Ton meilleur souvenir avec l’ASSE ?
Le 4-0 à Geoffroy-Guichard contre Monaco qui nous qualifie pour l’Europa League en 2008 et la victoire 1-0 au Stade de France contre Rennes en finale de la Coupe de la ligue l’année dernière. Tout ce qu’il s’est passé à Paris le jour même et le lendemain à Sainté était énorme. Sur les Champs-Élysées, il y avait des Japonais qui nous prenaient en photo. Et enfin, après plus de trois décennies d’attente, on pouvait dire : « on a gagné ». L’ASSE, c’est la vitrine de la ville. On avait un complexe d’infériorité par rapport à Lyon depuis quelques années.

Plus que l’ASSE, on te sent très fier de ta ville…
C’est sûr, même si, aujourd’hui, Sainté a perdu un peu de son âme en devenant une ville comme les autres.

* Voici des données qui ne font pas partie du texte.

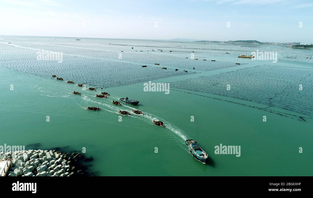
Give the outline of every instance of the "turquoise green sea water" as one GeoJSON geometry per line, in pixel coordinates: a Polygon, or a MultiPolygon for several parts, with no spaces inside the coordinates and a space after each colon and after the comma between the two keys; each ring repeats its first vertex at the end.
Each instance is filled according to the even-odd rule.
{"type": "MultiPolygon", "coordinates": [[[[311,67],[305,63],[283,63],[311,67]]],[[[174,82],[239,68],[159,81],[174,82]]],[[[0,73],[1,145],[39,143],[45,148],[68,146],[80,151],[85,147],[86,155],[94,158],[93,169],[100,175],[313,175],[313,120],[307,117],[305,122],[299,121],[223,100],[241,103],[242,100],[209,93],[197,93],[222,100],[186,90],[170,90],[168,94],[145,92],[143,83],[92,91],[65,81],[2,67],[0,73]],[[71,94],[74,90],[82,94],[71,94]],[[102,90],[110,93],[107,98],[95,96],[102,90]],[[140,105],[111,103],[126,96],[140,101],[140,105]],[[101,110],[88,111],[88,106],[101,110]],[[145,115],[122,116],[119,122],[118,110],[131,111],[131,107],[145,115]],[[264,116],[266,122],[262,121],[264,116]],[[194,122],[191,121],[192,116],[194,122]],[[154,125],[153,119],[163,121],[167,127],[154,125]],[[186,138],[197,140],[208,152],[209,163],[203,164],[193,158],[184,144],[186,138]],[[240,145],[241,156],[215,154],[214,146],[221,143],[240,145]],[[300,147],[303,153],[299,153],[300,147]]],[[[258,107],[267,107],[262,105],[258,107]]]]}

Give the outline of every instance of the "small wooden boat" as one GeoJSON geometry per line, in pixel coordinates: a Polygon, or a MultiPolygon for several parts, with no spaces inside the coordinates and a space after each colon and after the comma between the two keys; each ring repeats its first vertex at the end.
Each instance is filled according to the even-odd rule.
{"type": "Polygon", "coordinates": [[[129,112],[126,111],[122,111],[121,110],[120,110],[118,112],[124,116],[129,116],[131,114],[129,112]]]}
{"type": "Polygon", "coordinates": [[[247,55],[245,54],[243,54],[241,55],[239,55],[238,56],[238,57],[241,58],[254,58],[254,55],[247,55]]]}
{"type": "Polygon", "coordinates": [[[203,164],[205,164],[208,155],[207,152],[200,147],[197,141],[192,139],[186,139],[185,143],[193,157],[203,164]]]}
{"type": "Polygon", "coordinates": [[[161,121],[156,121],[156,120],[155,121],[154,120],[153,120],[153,122],[154,123],[154,124],[155,124],[158,127],[164,127],[166,126],[166,125],[164,124],[163,122],[161,121]]]}
{"type": "Polygon", "coordinates": [[[126,98],[121,98],[120,99],[120,100],[122,102],[126,102],[128,104],[130,104],[131,105],[138,105],[138,103],[139,103],[139,101],[137,100],[129,100],[128,99],[128,98],[126,97],[126,98]]]}
{"type": "Polygon", "coordinates": [[[144,113],[142,112],[141,111],[139,111],[139,110],[134,110],[134,109],[133,109],[132,110],[131,110],[131,112],[133,113],[135,113],[135,114],[137,115],[143,115],[143,114],[144,114],[144,113]]]}
{"type": "Polygon", "coordinates": [[[122,103],[119,102],[118,101],[115,101],[114,100],[112,101],[112,103],[113,104],[116,105],[121,105],[122,103]]]}
{"type": "Polygon", "coordinates": [[[96,94],[96,97],[98,98],[106,98],[107,96],[106,95],[98,95],[98,94],[96,94]]]}
{"type": "Polygon", "coordinates": [[[91,111],[99,111],[100,109],[100,108],[99,108],[99,107],[88,107],[86,108],[88,110],[91,110],[91,111]]]}
{"type": "Polygon", "coordinates": [[[77,94],[78,95],[79,95],[80,94],[80,93],[79,92],[77,92],[76,91],[73,91],[72,93],[74,93],[74,94],[77,94]]]}

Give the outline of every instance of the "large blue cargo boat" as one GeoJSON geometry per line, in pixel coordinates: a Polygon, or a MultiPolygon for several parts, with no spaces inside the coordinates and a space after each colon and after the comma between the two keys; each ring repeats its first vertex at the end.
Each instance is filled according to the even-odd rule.
{"type": "Polygon", "coordinates": [[[194,139],[190,139],[186,140],[185,142],[193,157],[203,164],[205,164],[208,156],[207,152],[200,147],[197,141],[194,139]]]}

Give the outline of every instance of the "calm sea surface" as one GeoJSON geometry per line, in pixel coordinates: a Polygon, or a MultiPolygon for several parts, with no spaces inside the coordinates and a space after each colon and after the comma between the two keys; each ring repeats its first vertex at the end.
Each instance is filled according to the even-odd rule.
{"type": "Polygon", "coordinates": [[[76,41],[73,38],[8,36],[0,39],[0,145],[39,143],[43,149],[59,147],[80,152],[85,147],[85,154],[94,158],[92,169],[100,175],[313,175],[313,119],[309,105],[301,105],[312,104],[309,96],[313,87],[308,87],[312,83],[313,65],[305,58],[311,54],[309,50],[166,41],[81,38],[76,41]],[[278,62],[237,57],[258,49],[278,51],[278,62]],[[37,60],[36,52],[43,50],[62,52],[63,62],[37,60]],[[193,51],[198,60],[185,58],[193,51]],[[288,58],[291,56],[295,58],[288,58]],[[207,61],[202,60],[205,59],[207,61]],[[211,60],[219,65],[213,65],[211,60]],[[242,65],[235,65],[238,62],[242,65]],[[160,65],[154,65],[157,63],[160,65]],[[148,67],[141,67],[143,65],[148,67]],[[262,65],[282,67],[275,76],[269,77],[266,67],[252,77],[238,76],[239,81],[249,79],[255,83],[253,87],[247,83],[240,87],[233,85],[234,90],[246,91],[241,99],[236,93],[217,94],[218,87],[212,91],[215,85],[201,81],[201,76],[217,76],[217,83],[211,82],[225,82],[222,87],[226,90],[227,84],[233,85],[233,78],[222,81],[218,75],[262,65]],[[181,73],[175,73],[176,68],[181,73]],[[290,73],[290,68],[297,73],[290,73]],[[51,77],[54,74],[64,80],[51,77]],[[200,79],[197,82],[204,85],[203,89],[190,84],[192,79],[200,79]],[[75,83],[67,83],[67,80],[75,83]],[[144,91],[144,83],[149,80],[169,82],[169,93],[144,91]],[[172,87],[177,81],[183,82],[186,87],[172,87]],[[83,90],[77,83],[98,88],[83,90]],[[296,88],[288,86],[277,90],[272,86],[287,83],[296,88]],[[293,100],[290,96],[301,83],[306,85],[303,90],[305,95],[298,102],[293,100]],[[261,89],[266,92],[259,93],[261,89]],[[81,95],[72,94],[74,90],[81,95]],[[95,97],[100,91],[110,95],[95,97]],[[276,91],[280,95],[272,106],[266,99],[259,103],[244,99],[248,95],[260,99],[268,92],[275,97],[276,91]],[[112,104],[126,96],[139,101],[140,105],[112,104]],[[294,107],[288,110],[280,105],[294,107]],[[101,110],[88,111],[88,107],[101,110]],[[303,107],[305,114],[297,112],[303,107]],[[119,122],[118,111],[131,112],[132,108],[145,115],[122,116],[119,122]],[[263,121],[264,116],[266,122],[263,121]],[[163,121],[167,127],[156,126],[153,119],[163,121]],[[208,152],[207,164],[193,158],[184,143],[187,138],[196,139],[208,152]],[[240,145],[241,156],[216,154],[214,147],[220,144],[240,145]],[[299,152],[300,147],[302,153],[299,152]]]}

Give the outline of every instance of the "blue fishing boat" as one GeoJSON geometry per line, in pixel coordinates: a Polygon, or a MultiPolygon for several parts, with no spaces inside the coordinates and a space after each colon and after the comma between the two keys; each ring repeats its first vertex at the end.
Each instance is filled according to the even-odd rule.
{"type": "Polygon", "coordinates": [[[128,99],[128,98],[127,97],[126,97],[126,98],[121,98],[120,99],[120,100],[122,102],[130,104],[131,105],[138,105],[138,103],[139,103],[139,101],[138,101],[130,100],[129,99],[128,99]]]}
{"type": "Polygon", "coordinates": [[[208,156],[207,152],[200,147],[197,141],[192,139],[186,140],[185,142],[193,157],[203,164],[205,164],[208,156]]]}

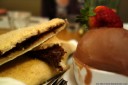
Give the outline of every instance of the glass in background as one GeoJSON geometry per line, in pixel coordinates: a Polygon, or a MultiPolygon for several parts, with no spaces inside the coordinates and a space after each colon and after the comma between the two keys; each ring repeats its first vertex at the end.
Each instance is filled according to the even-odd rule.
{"type": "Polygon", "coordinates": [[[91,7],[95,8],[96,6],[103,5],[109,8],[112,8],[115,12],[118,13],[120,0],[85,0],[86,2],[91,3],[91,7]]]}
{"type": "Polygon", "coordinates": [[[10,28],[17,29],[29,25],[31,13],[23,11],[9,11],[7,16],[10,28]]]}

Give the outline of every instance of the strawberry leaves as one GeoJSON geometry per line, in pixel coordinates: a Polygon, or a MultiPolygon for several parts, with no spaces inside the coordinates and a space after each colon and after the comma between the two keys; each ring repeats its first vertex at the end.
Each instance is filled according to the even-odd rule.
{"type": "Polygon", "coordinates": [[[84,7],[80,10],[80,15],[76,17],[76,21],[80,22],[80,24],[85,28],[85,30],[87,30],[87,28],[89,27],[89,17],[96,15],[93,10],[94,8],[91,6],[91,1],[86,0],[86,3],[84,3],[84,7]]]}

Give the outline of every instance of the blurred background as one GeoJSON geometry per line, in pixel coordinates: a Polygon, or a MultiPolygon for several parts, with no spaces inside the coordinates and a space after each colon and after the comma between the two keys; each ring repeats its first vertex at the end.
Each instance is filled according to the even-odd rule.
{"type": "MultiPolygon", "coordinates": [[[[0,0],[0,8],[16,11],[28,11],[33,16],[62,17],[74,19],[79,14],[83,0],[0,0]]],[[[128,22],[128,0],[120,0],[118,14],[123,22],[128,22]]]]}

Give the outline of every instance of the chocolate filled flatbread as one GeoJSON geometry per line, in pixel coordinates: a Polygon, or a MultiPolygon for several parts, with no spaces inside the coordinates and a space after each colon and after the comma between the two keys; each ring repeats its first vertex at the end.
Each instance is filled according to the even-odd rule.
{"type": "Polygon", "coordinates": [[[64,29],[66,25],[66,20],[56,18],[47,23],[0,35],[0,65],[32,50],[64,29]]]}
{"type": "Polygon", "coordinates": [[[26,54],[0,66],[0,77],[11,77],[26,85],[40,85],[67,69],[67,58],[74,50],[71,43],[52,37],[26,54]],[[50,54],[51,52],[53,53],[50,54]],[[58,58],[54,52],[61,56],[58,58]],[[54,60],[58,63],[55,64],[54,60]]]}

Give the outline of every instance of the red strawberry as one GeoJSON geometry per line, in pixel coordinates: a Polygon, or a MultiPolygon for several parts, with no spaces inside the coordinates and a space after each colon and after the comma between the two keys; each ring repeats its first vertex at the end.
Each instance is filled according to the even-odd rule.
{"type": "Polygon", "coordinates": [[[81,9],[81,15],[77,17],[86,28],[115,27],[123,28],[123,22],[112,9],[106,6],[97,6],[95,9],[86,5],[81,9]]]}
{"type": "Polygon", "coordinates": [[[120,17],[112,9],[106,6],[97,6],[94,12],[96,15],[89,17],[89,27],[123,27],[120,17]]]}

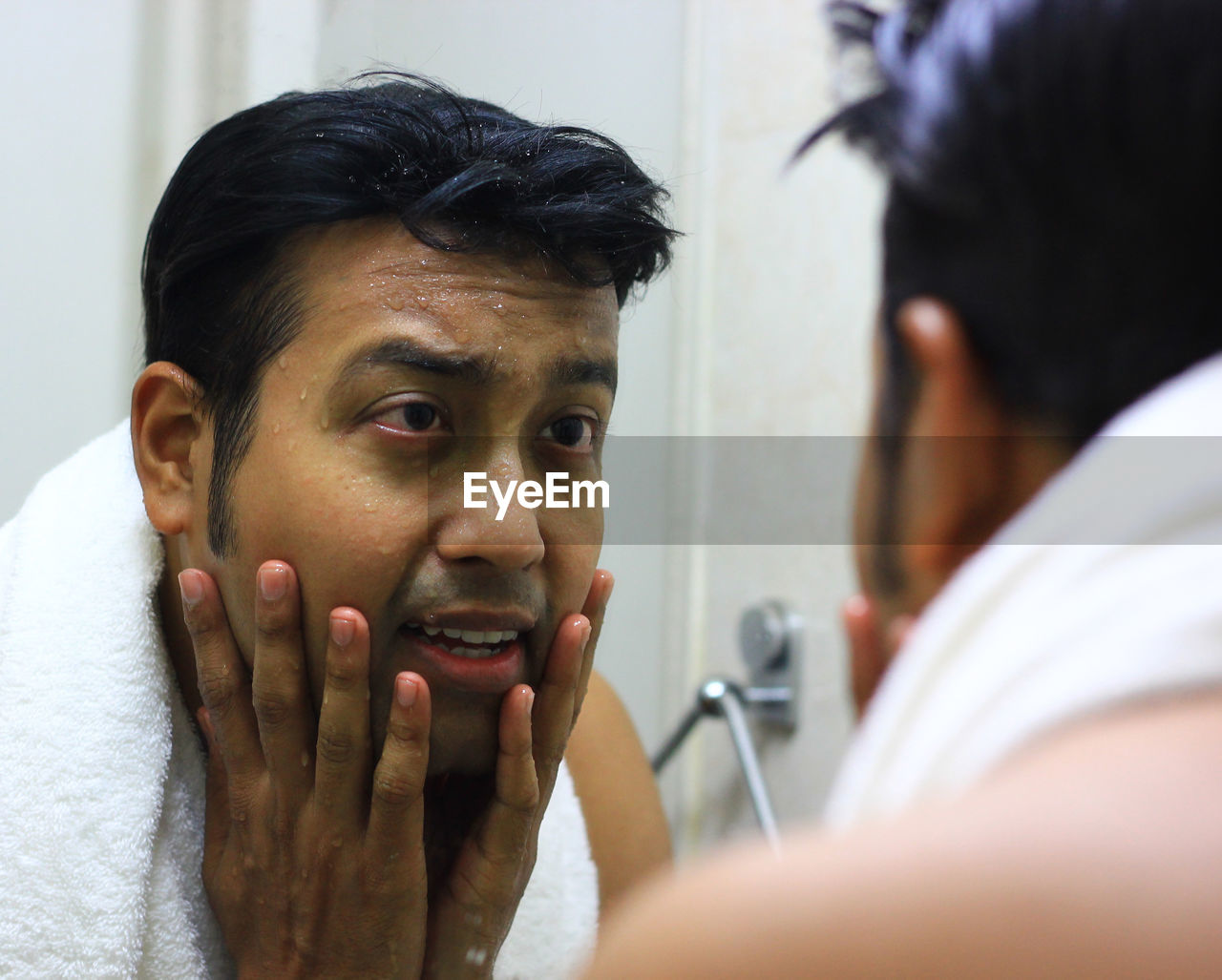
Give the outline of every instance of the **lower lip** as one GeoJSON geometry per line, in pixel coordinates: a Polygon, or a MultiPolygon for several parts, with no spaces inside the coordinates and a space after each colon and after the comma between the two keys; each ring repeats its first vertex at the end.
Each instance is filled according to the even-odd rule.
{"type": "Polygon", "coordinates": [[[445,646],[428,643],[406,629],[400,631],[400,635],[407,640],[411,651],[428,665],[420,671],[426,681],[436,679],[479,694],[500,694],[524,679],[525,655],[521,639],[489,656],[468,657],[451,654],[445,646]]]}

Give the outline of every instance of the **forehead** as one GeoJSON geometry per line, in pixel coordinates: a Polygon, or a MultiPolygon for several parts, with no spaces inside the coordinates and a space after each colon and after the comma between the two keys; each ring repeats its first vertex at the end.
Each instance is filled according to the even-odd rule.
{"type": "Polygon", "coordinates": [[[354,334],[404,325],[459,346],[491,341],[615,349],[613,286],[589,287],[538,254],[444,252],[393,219],[312,229],[290,260],[313,346],[347,347],[354,334]]]}

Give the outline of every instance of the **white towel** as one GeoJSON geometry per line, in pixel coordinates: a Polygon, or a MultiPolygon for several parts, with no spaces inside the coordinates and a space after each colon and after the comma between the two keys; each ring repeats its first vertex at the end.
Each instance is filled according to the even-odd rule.
{"type": "MultiPolygon", "coordinates": [[[[203,754],[155,601],[164,550],[122,423],[0,528],[0,976],[227,976],[203,754]]],[[[598,876],[562,769],[497,976],[562,975],[598,876]]]]}
{"type": "Polygon", "coordinates": [[[920,616],[830,826],[962,792],[1048,730],[1222,684],[1222,357],[1117,415],[920,616]]]}

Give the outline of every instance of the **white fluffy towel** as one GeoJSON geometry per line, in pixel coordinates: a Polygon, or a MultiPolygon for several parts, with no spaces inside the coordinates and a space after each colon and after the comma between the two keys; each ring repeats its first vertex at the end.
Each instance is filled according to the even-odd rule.
{"type": "Polygon", "coordinates": [[[1222,684],[1222,357],[1117,415],[920,616],[829,798],[842,827],[1037,736],[1222,684]]]}
{"type": "MultiPolygon", "coordinates": [[[[204,761],[161,634],[128,423],[0,528],[0,976],[230,976],[200,881],[204,761]]],[[[562,769],[497,976],[562,976],[598,875],[562,769]]]]}

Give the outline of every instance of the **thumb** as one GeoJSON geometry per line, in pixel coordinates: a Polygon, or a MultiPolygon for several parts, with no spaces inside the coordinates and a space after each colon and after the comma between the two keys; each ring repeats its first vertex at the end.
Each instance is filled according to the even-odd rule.
{"type": "Polygon", "coordinates": [[[220,864],[221,854],[229,841],[229,775],[225,771],[225,759],[216,744],[216,733],[207,708],[200,708],[196,715],[199,730],[208,739],[208,788],[204,797],[204,881],[210,881],[220,864]]]}
{"type": "Polygon", "coordinates": [[[853,704],[860,717],[882,679],[887,657],[879,637],[877,613],[869,599],[852,596],[841,607],[841,617],[848,639],[853,704]]]}

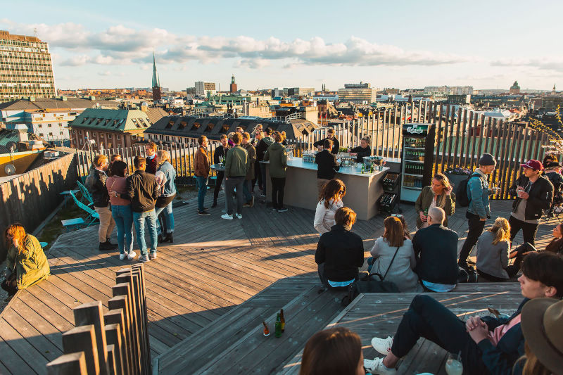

Le côté « prolo » a pas mal disparu.

Quelle est l’importance du « soccer » au Canada ?
Avec les ultras de Montréal, j’ai eu l’occasion de faire des déplacements, à Boston notamment. Montréal est très en avance par rapport aux autres en Amérique du nord. Bon, après, c’est pas l’Europe ou l’Amérique du sud et le football n’a pas d’impact sur les villes.

Ils connaissent l’ASSE là-bas ?
A partir du moment où le football est loin d’être le sport numéro 1, non. Sauf dans les milieux ultras. À Montréal, ils connaissent tous l’ambiance du « Chaudron » (le surnom du stade Geoffroy-Guichard, NDLR). Mais j’ai quand même vu des maillots de l’ASSE sur la côte ouest du Canada. J’ai aussi vu un drapeau de l’ASSE dans un bar à New York.

Raconte-nous maintenant pourquoi te faire photographier avec tes deux bâches de supporter ultra à travers le monde comme le nain dans « Amélie Poulain ». D’où vient l’idée des messages déjà ?
Sur ma première bâche, j’avais écrit « On est Sainté, et vous, vous êtes qui putain ? ». Cette phrase vient de Zlatan Ibrahimovic qui avait répondu un jour à un journaliste « Moi je suis Zlatan, et vous vous êtes qui putain ? ». Je trouvais cette phrase arrogante très drôle en fait, et j’ai voulu faire passer le même message pour montrer mon attachement à ma ville, comme un symbole.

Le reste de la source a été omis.